I gave a talk at the Sewing Weekender about the process of sewing my wedding dress, along with tips and resources for anyone who is facing a similar project. It was so lovely having other ladies come up to me after the talk with stories of sewing for their own weddings, and some who felt newly inspired to do so!
It also made me realise how slow I’ve been at putting together these blog posts – I really do apologise for anyone who’s been following along and wondering why I’m such a snail (I wonder this myself all the time…) So to crack on with things – I’d finished my skirt and I’d finished my bodice – it was time to unite the two!

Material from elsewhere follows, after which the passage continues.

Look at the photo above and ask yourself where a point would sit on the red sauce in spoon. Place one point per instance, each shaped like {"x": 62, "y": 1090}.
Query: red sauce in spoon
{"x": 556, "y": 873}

Before I attached the bodice to the skirt I tried the two on together in a rough mock-up. (Actually I spent quite a lot of time trying on elements of the dress in front of the mirror – this was crucial for keeping me on track, keeping me inspired and for finessing the final design). It was at this point that I had a mild panic that something wasn’t right – the dress wasn’t enough. It looked plain to me, conventional. After some playing around with fabric scraps I went down a sleeve rabbit hole on Pinterest and began to dream of adding hugely dramatic off-the-shoulder sleeves, flamboyant puffs of organza, or a Scarlet O’Hara-esque ruffle. It took me a long time to recognise that, in a dress that hadn’t been designed or drafted to accommodate them, huge sleeves were going to bulk out my upper body and detract from the fitted bodice silhouette I’d always hoped for. I needed clearly defined arms and waist to counter-balance the volume of the skirt. So we pared back the sleeve idea to the lace ‘bands’ I ended up with. I created bias strips from my ivory silk, and used them to encase some lingerie elastic (the sort that trims knickers – it’s softer), before attaching these bands to each side of the outer bodice. The ends of the bands are actually on the right side of the bodice, not in the seam allowance – they would eventually be covered by the Guipure lace appliqué.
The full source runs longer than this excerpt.